# Ed is now using the 3m system!!!



## stangalang (Nov 27, 2009)

Anyone see this weeks wheeler dealers? Ed has just been explaining how to professionally "MOP" a car. But instead of his usual farecla and mop head he was using the matching pads and polishes. Fair play, not perfect but better than his past work :thumb:


----------



## Alfa GTV (Apr 18, 2007)

Yeah I spotted the 3m range, good ol' Ed still loves his satin black aswell!


----------



## stangalang (Nov 27, 2009)

Alfa GTV said:


> Yeah I spotted the 3m range, good ol' Ed still loves his satin black aswell!


:lol: I said those exact words to the gf lol. Quality


----------



## Deano (Jul 7, 2006)

LOL. I commented about this on FB on tuesday. The finish on the engine cover was shocking and you could see were the pads had been stopped on the paint.


----------



## Pezza4u (Jun 7, 2007)

Watched this earlier and was just amazed at his technique. Slap the polish on, loads of water and move the rotary back and forwards really fast. Would've loved to have seen the finish in the sun :lol:


----------



## Phil H (May 14, 2006)

Love wheeler dealers lol but somtimes there are some shocking moments and small things they should mention or change on a car that they seem to leave out. 

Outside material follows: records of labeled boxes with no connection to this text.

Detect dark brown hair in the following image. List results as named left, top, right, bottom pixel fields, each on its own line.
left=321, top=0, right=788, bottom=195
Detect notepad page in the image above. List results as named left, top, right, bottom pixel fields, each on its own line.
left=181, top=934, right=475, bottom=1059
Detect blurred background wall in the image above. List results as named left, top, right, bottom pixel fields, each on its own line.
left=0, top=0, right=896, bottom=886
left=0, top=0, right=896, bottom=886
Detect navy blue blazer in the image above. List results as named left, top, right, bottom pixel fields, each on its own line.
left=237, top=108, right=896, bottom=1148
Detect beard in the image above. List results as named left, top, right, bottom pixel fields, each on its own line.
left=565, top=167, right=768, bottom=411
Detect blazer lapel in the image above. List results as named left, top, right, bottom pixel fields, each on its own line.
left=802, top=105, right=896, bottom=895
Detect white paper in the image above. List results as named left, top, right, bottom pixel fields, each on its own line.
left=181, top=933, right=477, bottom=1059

Was nice to see him using the 3M range but his technique is still pretty bad lol, but hey its a quick turn round, makes them a profit and thats what they want.


----------



## Trip tdi (Sep 3, 2008)

I Missed this one, does anyone know when the repeat is on next ?


----------



## stangalang (Nov 27, 2009)

Phil H said:


> Love wheeler dealers lol but somtimes there are some shocking moments and small things they should mention or change on a car that they seem to leave out.
> 
> Was nice to see him using the 3M range but his technique is still pretty bad lol, but hey its a quick turn round, makes them a profit and thats what they want.


Tis true. Can't help thinking he should have thrown a reach around in for that poor farmer though before he mugged him lol


----------



## AaronGTi (Nov 2, 2010)

Or is it on youtube?


----------



## cptzippy (Apr 4, 2012)

Remember the C4 Corvette they did a few series back. Never seen so much black spray paint and black astroturf in my life. I've been catching the current series on youtube - last one I saw was the Renault Alpina.


----------



## AndyKay (Mar 4, 2012)

just watched it now - couldnt believe how the compound was just running away from the pad with all that water he sprayed on. 
It looked like it bad paint anyway - (mouldy) orange peel look

"owdaachyourand"


----------



## blader1611 (Mar 2, 2012)

you can see in some of the final shots the paint on the front is really patchy. Also there is a shot and the paint is as peely as a lepers face!


----------



## mnmc (May 26, 2011)

I also noticed the 3M stuff and said to my missus who replied with 'oh right, lovely' while giving me an odd look. :tumbleweed:

It's 'make it look good and sell it' route with wheeler dealer, I think if Mike had his way thou he'd still be blacking and shining up the trim and tyres with shoe polish and baby oil. (The good ole' days)

Ed's own company is in vinyl wrapping, so he's probably used to hiding dodgy paint work. :lol: (Wonder where he went wrong with the VW camper wrap:doublesho)


----------